Conflicts of interest
S. R. has no conflicts of interest to declare. L. M., R. B., C. I. and P. S. received funding from Te Whatu Ora Health New Zealand to conduct the main study. S. T. W. received funding from the main study fund as Chair of the Māori Steering Committee and A. T. received funding from the main study fund as Chair of the Pacific Advisory group. Te Whatu Ora Health New Zealand did not have any input into the study design, collection, analysis or interpretation of data, nor in the writing of the manuscript or decision to submit the article for publication.
Declaration of funding
This research was supported by a 2023 GRACI General Research Grant (Reference No: COOC2301_07), funds awarded in 2022 by Te Whatu Ora Health New Zealand (Contract No. 374890/00) for the Let’s test for HPV Implementation trial and University of Otago funding.
Acknowledgements
We thank all those participants who took the time to share their screening experience by completing a survey.
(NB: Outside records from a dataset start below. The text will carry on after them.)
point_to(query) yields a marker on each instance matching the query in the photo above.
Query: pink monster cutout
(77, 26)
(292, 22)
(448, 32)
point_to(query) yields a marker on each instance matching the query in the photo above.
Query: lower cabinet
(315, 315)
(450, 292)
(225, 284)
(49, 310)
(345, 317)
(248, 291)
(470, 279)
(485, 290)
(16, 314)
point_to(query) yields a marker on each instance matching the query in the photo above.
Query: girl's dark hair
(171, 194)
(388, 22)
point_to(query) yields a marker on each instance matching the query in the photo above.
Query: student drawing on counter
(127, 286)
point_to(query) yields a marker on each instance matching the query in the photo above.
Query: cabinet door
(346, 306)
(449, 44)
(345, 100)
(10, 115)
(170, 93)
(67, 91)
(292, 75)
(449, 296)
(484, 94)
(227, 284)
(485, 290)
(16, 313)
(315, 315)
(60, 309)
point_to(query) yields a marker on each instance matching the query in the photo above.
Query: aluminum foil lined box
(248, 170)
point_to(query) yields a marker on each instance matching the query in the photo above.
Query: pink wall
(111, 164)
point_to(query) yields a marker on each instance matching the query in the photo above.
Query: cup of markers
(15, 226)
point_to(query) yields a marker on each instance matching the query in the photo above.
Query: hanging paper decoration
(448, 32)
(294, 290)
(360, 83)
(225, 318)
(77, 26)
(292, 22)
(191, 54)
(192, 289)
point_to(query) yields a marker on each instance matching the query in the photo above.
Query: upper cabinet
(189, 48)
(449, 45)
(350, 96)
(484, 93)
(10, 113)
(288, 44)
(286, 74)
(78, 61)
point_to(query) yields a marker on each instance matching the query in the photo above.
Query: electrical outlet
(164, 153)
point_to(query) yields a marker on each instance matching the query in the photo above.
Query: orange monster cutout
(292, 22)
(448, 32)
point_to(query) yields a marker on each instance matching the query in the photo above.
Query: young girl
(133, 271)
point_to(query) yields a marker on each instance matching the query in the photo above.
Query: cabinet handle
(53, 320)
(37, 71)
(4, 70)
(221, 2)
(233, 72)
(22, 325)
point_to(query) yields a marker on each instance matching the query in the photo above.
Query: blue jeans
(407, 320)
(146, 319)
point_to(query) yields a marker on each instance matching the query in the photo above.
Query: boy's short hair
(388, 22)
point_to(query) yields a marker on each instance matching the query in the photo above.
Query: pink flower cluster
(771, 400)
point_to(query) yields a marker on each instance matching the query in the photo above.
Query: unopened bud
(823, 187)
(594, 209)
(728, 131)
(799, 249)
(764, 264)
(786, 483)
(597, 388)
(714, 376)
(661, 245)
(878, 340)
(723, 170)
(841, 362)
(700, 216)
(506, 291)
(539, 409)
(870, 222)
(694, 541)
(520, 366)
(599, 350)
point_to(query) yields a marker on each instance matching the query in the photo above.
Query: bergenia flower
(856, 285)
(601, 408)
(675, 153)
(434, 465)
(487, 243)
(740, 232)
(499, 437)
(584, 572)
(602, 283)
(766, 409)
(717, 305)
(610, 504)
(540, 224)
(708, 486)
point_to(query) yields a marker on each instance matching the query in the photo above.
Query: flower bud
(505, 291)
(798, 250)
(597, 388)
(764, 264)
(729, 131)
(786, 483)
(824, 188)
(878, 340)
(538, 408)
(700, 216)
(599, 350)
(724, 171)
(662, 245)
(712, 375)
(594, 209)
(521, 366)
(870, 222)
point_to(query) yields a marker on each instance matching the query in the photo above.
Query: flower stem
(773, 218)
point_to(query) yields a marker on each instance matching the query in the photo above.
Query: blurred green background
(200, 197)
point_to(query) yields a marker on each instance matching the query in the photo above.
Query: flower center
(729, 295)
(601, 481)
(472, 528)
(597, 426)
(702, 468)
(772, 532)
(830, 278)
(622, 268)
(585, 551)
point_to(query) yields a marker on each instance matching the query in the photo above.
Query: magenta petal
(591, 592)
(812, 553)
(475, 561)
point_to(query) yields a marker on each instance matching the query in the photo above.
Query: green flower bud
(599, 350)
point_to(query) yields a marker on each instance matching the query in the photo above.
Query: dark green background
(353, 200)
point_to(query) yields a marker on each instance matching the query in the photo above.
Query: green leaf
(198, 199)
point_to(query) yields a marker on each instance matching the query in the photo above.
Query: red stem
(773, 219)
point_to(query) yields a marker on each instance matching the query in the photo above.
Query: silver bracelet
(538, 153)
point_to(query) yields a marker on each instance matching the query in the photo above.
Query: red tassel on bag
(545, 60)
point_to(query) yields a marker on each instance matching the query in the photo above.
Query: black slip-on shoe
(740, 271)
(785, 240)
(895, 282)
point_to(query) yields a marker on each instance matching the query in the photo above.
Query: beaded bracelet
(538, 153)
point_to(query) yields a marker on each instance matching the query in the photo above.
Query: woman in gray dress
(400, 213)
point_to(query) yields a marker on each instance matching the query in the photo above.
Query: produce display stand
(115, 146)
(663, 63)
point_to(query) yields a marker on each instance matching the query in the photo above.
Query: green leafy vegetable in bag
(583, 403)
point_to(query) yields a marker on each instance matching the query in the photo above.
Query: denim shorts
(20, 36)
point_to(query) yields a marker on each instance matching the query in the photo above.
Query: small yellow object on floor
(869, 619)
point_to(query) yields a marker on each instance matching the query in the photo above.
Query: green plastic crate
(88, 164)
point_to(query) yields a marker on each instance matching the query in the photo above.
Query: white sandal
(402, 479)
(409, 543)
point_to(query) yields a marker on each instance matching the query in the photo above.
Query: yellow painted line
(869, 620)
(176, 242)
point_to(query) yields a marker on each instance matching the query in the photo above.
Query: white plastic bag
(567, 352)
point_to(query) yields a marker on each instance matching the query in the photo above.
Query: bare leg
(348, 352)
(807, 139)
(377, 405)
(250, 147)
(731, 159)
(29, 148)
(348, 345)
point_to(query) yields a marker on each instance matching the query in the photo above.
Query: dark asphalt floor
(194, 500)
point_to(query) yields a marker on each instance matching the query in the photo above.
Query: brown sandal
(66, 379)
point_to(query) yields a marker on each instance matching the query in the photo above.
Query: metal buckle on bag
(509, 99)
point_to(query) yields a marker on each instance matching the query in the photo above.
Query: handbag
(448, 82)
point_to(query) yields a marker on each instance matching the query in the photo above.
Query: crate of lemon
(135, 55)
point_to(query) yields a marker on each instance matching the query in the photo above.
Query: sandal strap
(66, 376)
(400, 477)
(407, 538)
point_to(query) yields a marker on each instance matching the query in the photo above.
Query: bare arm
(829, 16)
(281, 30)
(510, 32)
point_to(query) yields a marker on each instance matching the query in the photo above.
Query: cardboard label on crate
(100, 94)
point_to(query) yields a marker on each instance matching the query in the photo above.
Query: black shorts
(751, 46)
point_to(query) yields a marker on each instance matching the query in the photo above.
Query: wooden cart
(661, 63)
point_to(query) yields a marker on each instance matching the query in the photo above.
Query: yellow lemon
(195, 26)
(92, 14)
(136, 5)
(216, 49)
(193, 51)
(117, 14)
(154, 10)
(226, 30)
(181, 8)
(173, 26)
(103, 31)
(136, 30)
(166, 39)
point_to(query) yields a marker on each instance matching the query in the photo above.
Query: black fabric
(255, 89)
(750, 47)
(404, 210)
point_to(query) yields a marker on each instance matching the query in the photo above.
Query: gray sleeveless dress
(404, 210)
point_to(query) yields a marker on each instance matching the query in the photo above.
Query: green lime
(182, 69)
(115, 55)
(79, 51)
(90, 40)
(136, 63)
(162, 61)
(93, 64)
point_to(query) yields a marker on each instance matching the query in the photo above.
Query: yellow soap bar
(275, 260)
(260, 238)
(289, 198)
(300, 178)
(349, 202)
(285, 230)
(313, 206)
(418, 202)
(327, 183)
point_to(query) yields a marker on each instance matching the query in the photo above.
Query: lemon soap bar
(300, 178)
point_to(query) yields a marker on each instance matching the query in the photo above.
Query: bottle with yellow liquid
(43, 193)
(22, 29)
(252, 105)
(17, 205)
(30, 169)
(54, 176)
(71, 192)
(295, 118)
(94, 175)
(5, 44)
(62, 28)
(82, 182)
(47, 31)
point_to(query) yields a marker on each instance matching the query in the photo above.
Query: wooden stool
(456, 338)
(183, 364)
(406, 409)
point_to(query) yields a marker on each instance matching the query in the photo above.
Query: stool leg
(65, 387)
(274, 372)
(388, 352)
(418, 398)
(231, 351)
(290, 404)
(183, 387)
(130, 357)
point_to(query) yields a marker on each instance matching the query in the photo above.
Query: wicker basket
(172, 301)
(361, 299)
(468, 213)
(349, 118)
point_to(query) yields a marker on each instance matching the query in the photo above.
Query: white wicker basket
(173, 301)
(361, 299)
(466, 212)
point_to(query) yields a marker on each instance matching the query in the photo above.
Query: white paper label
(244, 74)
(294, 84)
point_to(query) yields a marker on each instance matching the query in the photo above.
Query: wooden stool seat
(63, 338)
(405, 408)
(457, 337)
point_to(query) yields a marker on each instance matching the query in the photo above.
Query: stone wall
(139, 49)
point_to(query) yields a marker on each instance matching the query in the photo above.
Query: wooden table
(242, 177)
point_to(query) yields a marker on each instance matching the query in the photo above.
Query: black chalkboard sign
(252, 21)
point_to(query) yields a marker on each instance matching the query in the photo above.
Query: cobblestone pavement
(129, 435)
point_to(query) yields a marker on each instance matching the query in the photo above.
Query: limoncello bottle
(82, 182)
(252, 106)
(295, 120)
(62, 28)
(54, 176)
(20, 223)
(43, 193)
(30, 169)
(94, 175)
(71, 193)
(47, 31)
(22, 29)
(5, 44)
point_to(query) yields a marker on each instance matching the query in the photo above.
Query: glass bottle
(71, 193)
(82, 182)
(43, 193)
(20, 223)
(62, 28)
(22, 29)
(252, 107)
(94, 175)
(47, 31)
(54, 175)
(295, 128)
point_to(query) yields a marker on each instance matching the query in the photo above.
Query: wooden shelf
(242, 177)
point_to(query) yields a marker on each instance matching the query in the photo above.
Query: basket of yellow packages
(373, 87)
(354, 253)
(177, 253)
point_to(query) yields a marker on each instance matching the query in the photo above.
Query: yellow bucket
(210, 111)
Thanks also to Tania Batley from the Māori Steering Committee for input into the survey draft, Debra Smith for inviting feedback from participating practice nurses, Sue Garrett for assisting with survey set-up in Qualtrics and Janine Nip who helped prepare study documents for ethics committee review and locality assessment. We also acknowledge the work of Let’s test for HPV study investigators and team members (John McMenamin, Ben Hudson, Beverley Lawton, Melanie Gibson) as well as staff at the 17 participating practices.